Skip selected groups with fewer than two observations after filtering. This is useful for perturbation workflows where a per-cell-type slice keeps categories that are empty or singleton in that slice.

**kwds

Additional arguments passed to the method. For 'logreg', these are passed to cuml.linear_model.LogisticRegression.

Return type:

None

Returns:

Updates adata with the following fields. Rank result fields are Scanpy-compatible structured arrays.

adata.uns['rank_genes_groups' | key_added]['names']

Structured array to be indexed by group id storing the gene names. Ordered according to scores.

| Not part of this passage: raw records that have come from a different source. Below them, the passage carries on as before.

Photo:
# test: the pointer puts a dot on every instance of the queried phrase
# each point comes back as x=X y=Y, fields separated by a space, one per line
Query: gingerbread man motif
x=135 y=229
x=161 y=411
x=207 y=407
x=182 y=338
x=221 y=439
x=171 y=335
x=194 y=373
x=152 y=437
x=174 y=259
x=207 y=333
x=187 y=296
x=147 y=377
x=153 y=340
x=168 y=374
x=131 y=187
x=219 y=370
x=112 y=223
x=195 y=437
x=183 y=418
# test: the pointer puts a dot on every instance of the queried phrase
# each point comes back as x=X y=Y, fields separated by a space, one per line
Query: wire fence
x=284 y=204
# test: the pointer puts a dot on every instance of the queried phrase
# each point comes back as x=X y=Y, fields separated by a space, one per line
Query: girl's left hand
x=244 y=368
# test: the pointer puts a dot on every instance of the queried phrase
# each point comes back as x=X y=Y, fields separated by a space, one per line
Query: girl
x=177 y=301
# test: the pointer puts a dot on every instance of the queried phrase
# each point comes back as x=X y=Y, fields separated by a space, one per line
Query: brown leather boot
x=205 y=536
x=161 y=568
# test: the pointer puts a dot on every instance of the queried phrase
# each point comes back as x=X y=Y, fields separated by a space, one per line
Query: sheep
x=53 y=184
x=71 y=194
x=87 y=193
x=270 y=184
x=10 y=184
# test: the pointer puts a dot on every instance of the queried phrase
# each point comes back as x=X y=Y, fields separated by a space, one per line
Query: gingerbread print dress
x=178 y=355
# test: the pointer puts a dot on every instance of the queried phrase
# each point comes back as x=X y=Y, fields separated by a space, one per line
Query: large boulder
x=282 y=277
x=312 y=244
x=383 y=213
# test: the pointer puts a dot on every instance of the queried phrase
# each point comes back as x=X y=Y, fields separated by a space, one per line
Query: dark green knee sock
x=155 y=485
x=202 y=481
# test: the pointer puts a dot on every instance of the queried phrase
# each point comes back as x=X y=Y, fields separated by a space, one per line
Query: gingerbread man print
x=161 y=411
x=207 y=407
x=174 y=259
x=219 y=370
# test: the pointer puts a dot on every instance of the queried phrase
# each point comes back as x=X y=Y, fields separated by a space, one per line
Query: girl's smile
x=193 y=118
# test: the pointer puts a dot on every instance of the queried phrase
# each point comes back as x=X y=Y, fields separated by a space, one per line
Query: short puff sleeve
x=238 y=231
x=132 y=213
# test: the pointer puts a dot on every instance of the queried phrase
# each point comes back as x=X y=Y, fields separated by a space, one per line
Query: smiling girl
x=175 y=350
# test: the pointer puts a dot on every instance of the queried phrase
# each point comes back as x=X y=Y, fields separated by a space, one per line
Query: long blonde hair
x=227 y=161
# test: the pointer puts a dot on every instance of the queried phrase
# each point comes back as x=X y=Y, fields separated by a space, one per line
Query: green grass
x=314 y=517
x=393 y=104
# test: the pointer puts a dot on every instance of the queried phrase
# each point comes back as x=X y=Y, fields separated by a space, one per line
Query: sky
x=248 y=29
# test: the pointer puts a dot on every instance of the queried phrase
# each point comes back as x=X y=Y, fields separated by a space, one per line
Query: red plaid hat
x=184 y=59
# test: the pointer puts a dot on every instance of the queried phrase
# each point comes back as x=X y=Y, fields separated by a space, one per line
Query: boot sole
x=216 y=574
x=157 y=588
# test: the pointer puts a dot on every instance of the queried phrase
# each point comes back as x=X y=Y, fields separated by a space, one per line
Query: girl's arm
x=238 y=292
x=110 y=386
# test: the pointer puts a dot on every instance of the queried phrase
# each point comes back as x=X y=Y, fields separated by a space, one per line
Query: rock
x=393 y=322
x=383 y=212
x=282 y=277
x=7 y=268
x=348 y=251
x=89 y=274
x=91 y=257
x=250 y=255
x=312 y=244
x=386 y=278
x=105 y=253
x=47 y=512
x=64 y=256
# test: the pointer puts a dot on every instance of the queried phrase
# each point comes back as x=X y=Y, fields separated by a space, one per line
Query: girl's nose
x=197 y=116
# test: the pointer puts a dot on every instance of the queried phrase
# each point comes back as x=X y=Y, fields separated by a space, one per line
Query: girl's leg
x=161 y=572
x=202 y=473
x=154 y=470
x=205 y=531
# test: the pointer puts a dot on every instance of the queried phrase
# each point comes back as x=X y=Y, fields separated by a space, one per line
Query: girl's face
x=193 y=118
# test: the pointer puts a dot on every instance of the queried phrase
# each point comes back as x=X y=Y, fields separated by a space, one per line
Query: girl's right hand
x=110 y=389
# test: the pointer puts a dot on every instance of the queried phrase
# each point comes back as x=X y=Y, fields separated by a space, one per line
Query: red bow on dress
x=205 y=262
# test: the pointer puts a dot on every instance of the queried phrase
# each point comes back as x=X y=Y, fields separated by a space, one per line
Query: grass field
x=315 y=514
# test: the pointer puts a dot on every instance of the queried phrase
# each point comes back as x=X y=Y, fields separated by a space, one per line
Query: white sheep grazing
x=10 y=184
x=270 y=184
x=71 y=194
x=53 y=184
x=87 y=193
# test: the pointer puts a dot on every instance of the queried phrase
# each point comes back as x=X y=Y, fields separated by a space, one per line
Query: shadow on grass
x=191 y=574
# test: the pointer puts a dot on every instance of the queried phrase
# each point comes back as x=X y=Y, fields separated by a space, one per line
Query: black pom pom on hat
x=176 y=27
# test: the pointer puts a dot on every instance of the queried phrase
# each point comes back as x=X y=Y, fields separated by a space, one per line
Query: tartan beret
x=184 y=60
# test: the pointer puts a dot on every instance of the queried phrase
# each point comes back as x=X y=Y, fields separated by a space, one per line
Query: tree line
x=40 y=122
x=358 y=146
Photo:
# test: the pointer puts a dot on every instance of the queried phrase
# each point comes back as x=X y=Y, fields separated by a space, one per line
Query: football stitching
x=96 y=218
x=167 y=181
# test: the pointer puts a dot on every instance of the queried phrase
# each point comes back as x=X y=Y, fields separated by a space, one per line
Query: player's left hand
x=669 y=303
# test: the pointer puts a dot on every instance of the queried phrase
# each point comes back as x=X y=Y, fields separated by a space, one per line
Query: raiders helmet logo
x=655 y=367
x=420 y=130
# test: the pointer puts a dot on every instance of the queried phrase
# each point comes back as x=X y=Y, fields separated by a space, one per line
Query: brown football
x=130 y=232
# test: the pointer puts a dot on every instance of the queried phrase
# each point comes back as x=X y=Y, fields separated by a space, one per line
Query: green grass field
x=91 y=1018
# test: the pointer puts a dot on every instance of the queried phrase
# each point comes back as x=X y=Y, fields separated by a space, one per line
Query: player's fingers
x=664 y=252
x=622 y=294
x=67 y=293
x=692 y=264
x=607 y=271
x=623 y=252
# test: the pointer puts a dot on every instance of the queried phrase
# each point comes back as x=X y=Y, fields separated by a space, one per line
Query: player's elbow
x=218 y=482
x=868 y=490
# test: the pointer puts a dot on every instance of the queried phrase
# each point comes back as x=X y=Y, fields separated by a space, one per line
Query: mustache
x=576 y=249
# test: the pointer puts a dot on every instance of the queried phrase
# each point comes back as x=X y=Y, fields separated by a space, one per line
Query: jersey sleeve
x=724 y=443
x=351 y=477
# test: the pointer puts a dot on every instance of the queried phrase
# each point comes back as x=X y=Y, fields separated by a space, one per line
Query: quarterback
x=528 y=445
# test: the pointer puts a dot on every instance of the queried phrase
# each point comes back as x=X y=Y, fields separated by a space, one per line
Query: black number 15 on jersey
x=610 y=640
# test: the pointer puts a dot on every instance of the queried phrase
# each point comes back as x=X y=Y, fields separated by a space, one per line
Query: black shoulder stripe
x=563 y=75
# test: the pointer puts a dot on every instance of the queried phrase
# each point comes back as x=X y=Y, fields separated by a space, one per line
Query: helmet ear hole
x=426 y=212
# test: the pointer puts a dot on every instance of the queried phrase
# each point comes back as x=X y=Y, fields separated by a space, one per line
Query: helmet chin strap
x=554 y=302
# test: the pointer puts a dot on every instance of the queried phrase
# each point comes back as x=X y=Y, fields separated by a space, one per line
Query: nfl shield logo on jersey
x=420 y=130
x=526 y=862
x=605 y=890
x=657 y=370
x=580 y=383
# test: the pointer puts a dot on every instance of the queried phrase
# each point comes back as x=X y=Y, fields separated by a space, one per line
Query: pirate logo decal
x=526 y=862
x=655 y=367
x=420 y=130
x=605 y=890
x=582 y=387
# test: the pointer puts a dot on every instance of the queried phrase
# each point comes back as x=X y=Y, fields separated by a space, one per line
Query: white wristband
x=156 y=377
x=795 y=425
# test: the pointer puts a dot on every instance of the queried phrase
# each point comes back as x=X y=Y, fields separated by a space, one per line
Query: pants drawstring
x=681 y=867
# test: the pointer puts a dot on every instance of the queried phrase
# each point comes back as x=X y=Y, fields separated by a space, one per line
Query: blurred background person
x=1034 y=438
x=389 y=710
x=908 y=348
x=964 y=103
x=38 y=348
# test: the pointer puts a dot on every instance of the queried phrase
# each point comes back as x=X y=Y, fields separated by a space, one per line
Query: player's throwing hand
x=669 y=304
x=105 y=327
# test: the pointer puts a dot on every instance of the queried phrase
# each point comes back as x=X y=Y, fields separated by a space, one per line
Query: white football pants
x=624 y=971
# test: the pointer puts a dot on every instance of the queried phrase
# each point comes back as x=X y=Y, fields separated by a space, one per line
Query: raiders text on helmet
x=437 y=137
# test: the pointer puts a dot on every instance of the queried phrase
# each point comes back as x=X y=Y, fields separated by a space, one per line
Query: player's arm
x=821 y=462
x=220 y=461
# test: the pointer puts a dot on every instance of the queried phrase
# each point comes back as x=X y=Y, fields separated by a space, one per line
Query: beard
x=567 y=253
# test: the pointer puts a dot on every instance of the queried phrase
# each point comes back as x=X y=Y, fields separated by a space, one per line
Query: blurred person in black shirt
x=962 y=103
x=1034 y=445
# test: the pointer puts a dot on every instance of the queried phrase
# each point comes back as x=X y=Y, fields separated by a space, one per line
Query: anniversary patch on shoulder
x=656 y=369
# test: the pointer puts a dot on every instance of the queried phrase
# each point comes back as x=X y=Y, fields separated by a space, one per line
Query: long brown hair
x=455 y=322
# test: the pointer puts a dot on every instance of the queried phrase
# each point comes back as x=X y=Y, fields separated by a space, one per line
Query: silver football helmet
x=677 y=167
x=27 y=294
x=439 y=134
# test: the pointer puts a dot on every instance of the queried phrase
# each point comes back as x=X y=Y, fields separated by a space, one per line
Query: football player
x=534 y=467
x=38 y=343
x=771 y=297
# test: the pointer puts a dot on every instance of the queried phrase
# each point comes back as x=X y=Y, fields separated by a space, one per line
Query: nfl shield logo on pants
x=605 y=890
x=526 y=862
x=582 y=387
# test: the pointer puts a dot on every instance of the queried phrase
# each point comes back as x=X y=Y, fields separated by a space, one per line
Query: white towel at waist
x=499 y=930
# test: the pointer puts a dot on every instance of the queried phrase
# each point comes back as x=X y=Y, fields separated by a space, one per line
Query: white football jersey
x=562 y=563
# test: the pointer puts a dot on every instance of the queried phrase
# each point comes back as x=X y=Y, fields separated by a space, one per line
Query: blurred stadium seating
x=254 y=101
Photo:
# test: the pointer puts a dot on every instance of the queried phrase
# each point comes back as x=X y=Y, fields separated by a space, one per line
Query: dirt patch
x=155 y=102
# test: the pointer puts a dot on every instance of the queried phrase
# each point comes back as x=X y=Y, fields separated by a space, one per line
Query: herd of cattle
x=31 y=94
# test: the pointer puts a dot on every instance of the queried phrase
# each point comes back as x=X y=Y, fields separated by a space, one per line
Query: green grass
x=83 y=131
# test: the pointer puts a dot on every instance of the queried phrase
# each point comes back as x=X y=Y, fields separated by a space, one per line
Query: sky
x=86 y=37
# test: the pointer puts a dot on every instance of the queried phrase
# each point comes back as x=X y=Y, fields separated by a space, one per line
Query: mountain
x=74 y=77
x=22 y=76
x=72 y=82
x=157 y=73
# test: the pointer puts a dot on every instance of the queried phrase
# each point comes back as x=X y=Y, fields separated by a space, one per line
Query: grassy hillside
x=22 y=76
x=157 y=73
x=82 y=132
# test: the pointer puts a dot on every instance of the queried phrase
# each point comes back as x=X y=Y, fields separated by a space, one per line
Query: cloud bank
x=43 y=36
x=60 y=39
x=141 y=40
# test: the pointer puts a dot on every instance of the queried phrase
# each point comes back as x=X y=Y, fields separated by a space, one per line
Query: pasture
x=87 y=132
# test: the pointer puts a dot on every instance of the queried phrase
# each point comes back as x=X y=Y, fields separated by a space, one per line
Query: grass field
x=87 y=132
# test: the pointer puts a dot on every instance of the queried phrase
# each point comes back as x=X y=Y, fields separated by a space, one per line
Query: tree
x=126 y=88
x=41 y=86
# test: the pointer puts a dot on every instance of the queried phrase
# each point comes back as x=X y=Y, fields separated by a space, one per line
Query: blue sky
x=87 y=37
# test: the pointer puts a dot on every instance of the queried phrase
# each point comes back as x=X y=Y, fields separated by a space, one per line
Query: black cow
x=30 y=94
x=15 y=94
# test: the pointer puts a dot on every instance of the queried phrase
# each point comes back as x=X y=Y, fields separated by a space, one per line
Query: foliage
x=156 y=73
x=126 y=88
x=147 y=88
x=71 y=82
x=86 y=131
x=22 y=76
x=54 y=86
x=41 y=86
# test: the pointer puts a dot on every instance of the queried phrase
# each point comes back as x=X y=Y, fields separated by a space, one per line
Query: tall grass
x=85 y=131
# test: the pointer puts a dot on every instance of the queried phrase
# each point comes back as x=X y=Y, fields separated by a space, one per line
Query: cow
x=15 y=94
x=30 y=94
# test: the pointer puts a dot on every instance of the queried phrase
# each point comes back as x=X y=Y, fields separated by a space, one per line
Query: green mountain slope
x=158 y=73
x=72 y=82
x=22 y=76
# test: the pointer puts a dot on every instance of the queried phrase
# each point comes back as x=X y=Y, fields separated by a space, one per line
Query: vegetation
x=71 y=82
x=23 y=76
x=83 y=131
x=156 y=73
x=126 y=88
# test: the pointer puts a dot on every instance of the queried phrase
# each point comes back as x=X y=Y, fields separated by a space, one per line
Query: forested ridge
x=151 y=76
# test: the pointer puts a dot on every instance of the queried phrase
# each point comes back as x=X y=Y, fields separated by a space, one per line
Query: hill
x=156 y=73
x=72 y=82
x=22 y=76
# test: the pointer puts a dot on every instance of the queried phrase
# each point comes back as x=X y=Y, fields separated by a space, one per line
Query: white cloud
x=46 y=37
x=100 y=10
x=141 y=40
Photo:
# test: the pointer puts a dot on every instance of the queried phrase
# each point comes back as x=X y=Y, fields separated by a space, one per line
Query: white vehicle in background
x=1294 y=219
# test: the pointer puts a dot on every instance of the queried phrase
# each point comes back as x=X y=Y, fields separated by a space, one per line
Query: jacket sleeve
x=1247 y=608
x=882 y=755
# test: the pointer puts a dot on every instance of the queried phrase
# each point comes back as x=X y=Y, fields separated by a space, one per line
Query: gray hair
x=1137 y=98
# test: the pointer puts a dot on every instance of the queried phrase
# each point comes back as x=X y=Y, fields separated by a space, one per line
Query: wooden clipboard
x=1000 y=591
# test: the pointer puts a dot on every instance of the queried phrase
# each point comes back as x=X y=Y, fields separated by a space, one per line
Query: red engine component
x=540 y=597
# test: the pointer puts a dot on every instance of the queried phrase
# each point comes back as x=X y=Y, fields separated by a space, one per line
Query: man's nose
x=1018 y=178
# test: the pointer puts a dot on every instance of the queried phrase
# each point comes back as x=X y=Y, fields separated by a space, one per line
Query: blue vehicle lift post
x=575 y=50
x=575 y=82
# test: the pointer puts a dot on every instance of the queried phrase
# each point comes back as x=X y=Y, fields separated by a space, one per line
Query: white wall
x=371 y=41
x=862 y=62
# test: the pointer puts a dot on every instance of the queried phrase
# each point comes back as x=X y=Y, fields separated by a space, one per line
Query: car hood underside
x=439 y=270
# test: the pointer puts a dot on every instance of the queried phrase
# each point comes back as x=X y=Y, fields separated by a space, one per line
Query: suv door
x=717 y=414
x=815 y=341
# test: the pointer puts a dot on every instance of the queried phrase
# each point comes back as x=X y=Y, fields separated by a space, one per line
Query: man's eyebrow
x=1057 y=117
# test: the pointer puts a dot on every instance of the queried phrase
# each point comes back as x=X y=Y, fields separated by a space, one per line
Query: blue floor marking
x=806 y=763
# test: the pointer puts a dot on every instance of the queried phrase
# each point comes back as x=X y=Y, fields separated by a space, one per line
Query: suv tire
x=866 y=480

adata.uns['rank_genes_groups' | key_added]['scores']

Structured array to be indexed by group id storing the z-score underlying the computation of a p-value for each gene for each group, or the Mann-Whitney U statistic when return_u_values=True. Ordered according to scores.

adata.uns['rank_genes_groups' | key_added]['logfoldchanges']

Structured array to be indexed by group id storing the log2 fold change for each gene for each group.

adata.uns['rank_genes_groups' | key_added]['pvals']

p-values. Only for 't-test', 't-test_overestim_var', 'wilcoxon', and 'wilcoxon_binned'.

adata.uns['rank_genes_groups' | key_added]['pvals_adj']

Corrected p-values. Only for 't-test', 't-test_overestim_var', 'wilcoxon', and 'wilcoxon_binned'.

adata.uns['rank_genes_groups' | key_added]['pts']

Fraction of cells expressing genes per group. Only if pts=True.

adata.uns['rank_genes_groups' | key_added]['pts_rest']

Fraction of cells expressing genes in rest. Only if pts=True and reference='rest'.